Le plan de relance économique du président Barack Obama risque de provoquer une guerre commerciale susceptible de s'étendre rapidement à toute la planète. Et c'est le Canada qui pourrait en devenir la première victime.

Le projet de loi adopté par la Chambre des représentants la semaine dernière bannit l'achat d'acier et de fer à l'étranger pour la réalisation des projets d'infrastructures auxquels seront consacrés les deux tiers des investissements de 820 milliards.

 

Dans les prochains jours, le Sénat américain prévoit d'aller encore plus loin en interdisant purement et simplement l'importation de tout produit relié aux programmes.

Le gouvernement Harper a raison de froncer les sourcils. Après tout, 40% des exportations canadiennes d'acier prennent le chemin des États-Unis. Nos chefs de file comme Groupe Canam seront forcément touchés par la décision américaine. Lors de sa visite à Ottawa, le 19 février, l'accueil réservé au président pourrait s'avérer moins chaleureux.

Le chef néo-démocrate, Jack Layton, suggère au premier ministre Harper de riposter en adoptant des mesures de représailles. Ce serait une grave erreur.

En période de crise économique, c'est reconnu, les pays ont le réflexe de se refermer comme des huîtres et de recourir au protectionnisme pour sauvegarder leurs emplois. M. Obama a promis d'en créer plus de trois millions pour endiguer la crise.
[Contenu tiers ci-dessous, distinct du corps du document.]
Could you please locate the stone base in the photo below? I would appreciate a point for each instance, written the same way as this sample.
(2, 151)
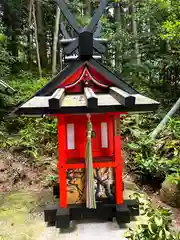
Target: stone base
(106, 211)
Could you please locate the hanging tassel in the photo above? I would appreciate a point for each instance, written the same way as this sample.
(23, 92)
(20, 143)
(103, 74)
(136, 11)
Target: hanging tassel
(90, 191)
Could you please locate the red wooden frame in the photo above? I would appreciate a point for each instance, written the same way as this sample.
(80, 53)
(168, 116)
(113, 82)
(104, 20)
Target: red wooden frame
(80, 124)
(116, 162)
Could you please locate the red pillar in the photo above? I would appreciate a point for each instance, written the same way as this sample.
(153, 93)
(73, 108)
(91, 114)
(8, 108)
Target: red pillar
(62, 161)
(118, 161)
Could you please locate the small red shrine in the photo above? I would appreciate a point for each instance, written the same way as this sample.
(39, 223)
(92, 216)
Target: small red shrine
(88, 100)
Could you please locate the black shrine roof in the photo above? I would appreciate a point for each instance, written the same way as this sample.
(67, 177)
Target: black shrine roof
(85, 85)
(117, 97)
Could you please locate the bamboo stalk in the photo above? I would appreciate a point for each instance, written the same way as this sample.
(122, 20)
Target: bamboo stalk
(90, 191)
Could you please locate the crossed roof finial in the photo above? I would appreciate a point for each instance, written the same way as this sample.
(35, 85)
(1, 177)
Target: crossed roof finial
(87, 40)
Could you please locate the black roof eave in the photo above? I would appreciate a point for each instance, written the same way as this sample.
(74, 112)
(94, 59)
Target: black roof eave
(116, 80)
(77, 110)
(59, 78)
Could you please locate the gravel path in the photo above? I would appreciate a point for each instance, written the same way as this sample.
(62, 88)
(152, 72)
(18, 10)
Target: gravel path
(93, 231)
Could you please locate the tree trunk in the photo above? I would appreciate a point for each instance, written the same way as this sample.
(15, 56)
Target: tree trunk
(173, 110)
(117, 18)
(55, 41)
(41, 33)
(87, 8)
(30, 35)
(11, 22)
(135, 32)
(36, 38)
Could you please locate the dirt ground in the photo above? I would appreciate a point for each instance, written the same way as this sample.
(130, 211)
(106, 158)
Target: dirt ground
(25, 191)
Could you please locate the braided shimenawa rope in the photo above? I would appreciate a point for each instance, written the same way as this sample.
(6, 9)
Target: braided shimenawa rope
(90, 192)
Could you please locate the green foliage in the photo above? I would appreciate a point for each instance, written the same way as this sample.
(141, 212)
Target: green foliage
(152, 158)
(35, 136)
(157, 225)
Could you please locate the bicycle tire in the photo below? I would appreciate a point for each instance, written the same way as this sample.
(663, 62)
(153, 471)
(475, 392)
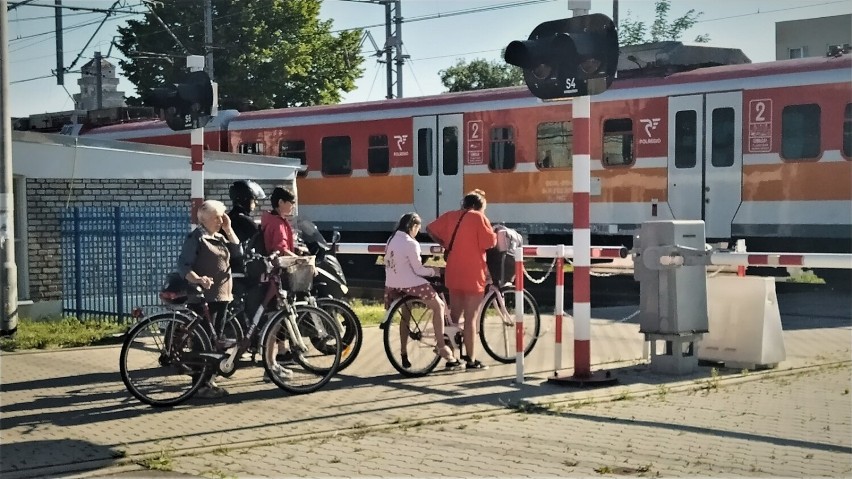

Mais, en fermant leurs frontières, les États-Unis inciteront leurs partenaires commerciaux à les imiter en freinant eux-mêmes leurs importations américaines, ce qui multipliera les mises à pied. Si M. Obama autorise cette loi, il se tirera donc dans le pied.

Dans les années 30, les Américains ont eu la malencontreuse idée d'adopter la loi Smoot-Hawley, qui avait gonflé les tarifs de milliers de produits importés. Résultats: les biens américains ont été boudés et la récession s'est transformée en dépression.

À peine quelques jours après l'élection de M. Obama, le G20 avait réitéré qu'il était primordial de préserver l'ouverture des marchés. Ne l'oublions pas, la croissance des échanges commerciaux a grandement contribué à sortir des centaines de millions de démunis de la misère dans les pays émergents.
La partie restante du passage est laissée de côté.